Benchmarks - Overclocked
One of the unique things in our reviews is the overclocking aspect where we pit the default speed system against the overclocked one in a head-to-head byte match. The effective overclock for these tests is 5.61Ghz @ 55x multiplier and 102 BLCK and was cooled on my Single Stage Phase Chiller. The SS Phase brings the CPU temp down to around -30c and allows me to clock the CPU up. An interesting thing about Kaby Lake is that it responds extremely well to cold and the colder you go the faster the OC will be. Many of the records that have been posted were done using LN2 which wasn't an option when I did this review and is something I will revisit in the near future.
Besides that, these benchmarks can take hours to run and while running PCMark 8 at 6.5Ghz might be fun it would suck to screw up a pour and have the system crash. Likewise 5.6Ghz (like in this review) is also a little unrealistic as a 24/7 OC but, real overclocking isn't always about being realistic.
The interesting thing about overclocking Kaby Lake is that two factors play into how successful your overclock will be. The first and most important is CPU quality and is why you read about overclockers buying several processors and dumping most of them on ebay a week later. The second is motherboard and how well it can control voltage and handle frequency adjustments.
Out of the box the Apex is very voltage happy meaning it likes to overvolt and, like a bunch. The ratio between BCLK and voltage is controlled by a factor in the BIOS and can be adjusted or disabled completely. Personally I prefer to set my voltages manually so I disabled the adjustment and manually set what I needed. This gives me better temperature control and a sense that I might be making my CPU last longer while I beat the electrical snot out of it.
When overclocking it is important to find a "sweet spot" where the performance curve tops out and still remains stable with a reasonable amount of heat production. For this test I didn’t pay much attention to heat output but rather finding what was stable using the least amount of CPU voltage. Of course when you get into doing extreme overclocking you’ll find that the Voltage/Frequency curve tends to climb at a logarithmic scale which starts around 5.2Ghz on the Core i7 7700k so "least amount of voltage" is a bit of a misnomer.
Under the phase I kept raising the CPU multiplier and running tests until the system crashed. As it would turn out 5.6Ghz on the Single Stage Phase Chiller was the best it could do.
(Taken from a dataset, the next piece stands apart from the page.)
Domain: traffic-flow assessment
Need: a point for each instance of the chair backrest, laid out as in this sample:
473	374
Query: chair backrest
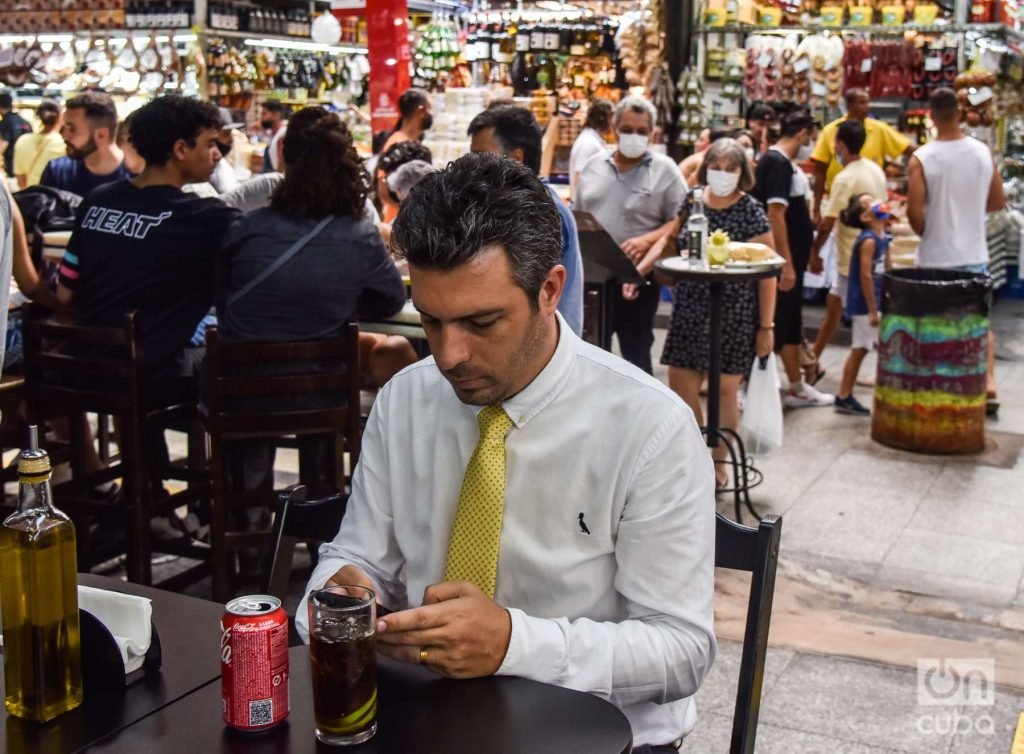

CPU voltage was set to 1.46v and it remained there both at idle and under load indicating that load line compensation was working perfectly.
Knowing that my CPU could handle 5.6Ghz I decided to push things a little more so I could reach the magical 4266Mhz memory speed. To accomplish this the CPU ratio was reduced to 55x and the BCLK was raised to 102. Two Mhz on BCLK won’t throw things too far out of spec and due to the power of multiplication the system was back at 5.61Ghz.
Overall I was extremely pleased with the overclocking results and they really tell you something about how everything scales at the different speeds. At 4133Mhz the resulting memory bandwidth is faster than a quad channel Ivy Bridge-E and that is saying something about how well the new processor can scale under the right conditions.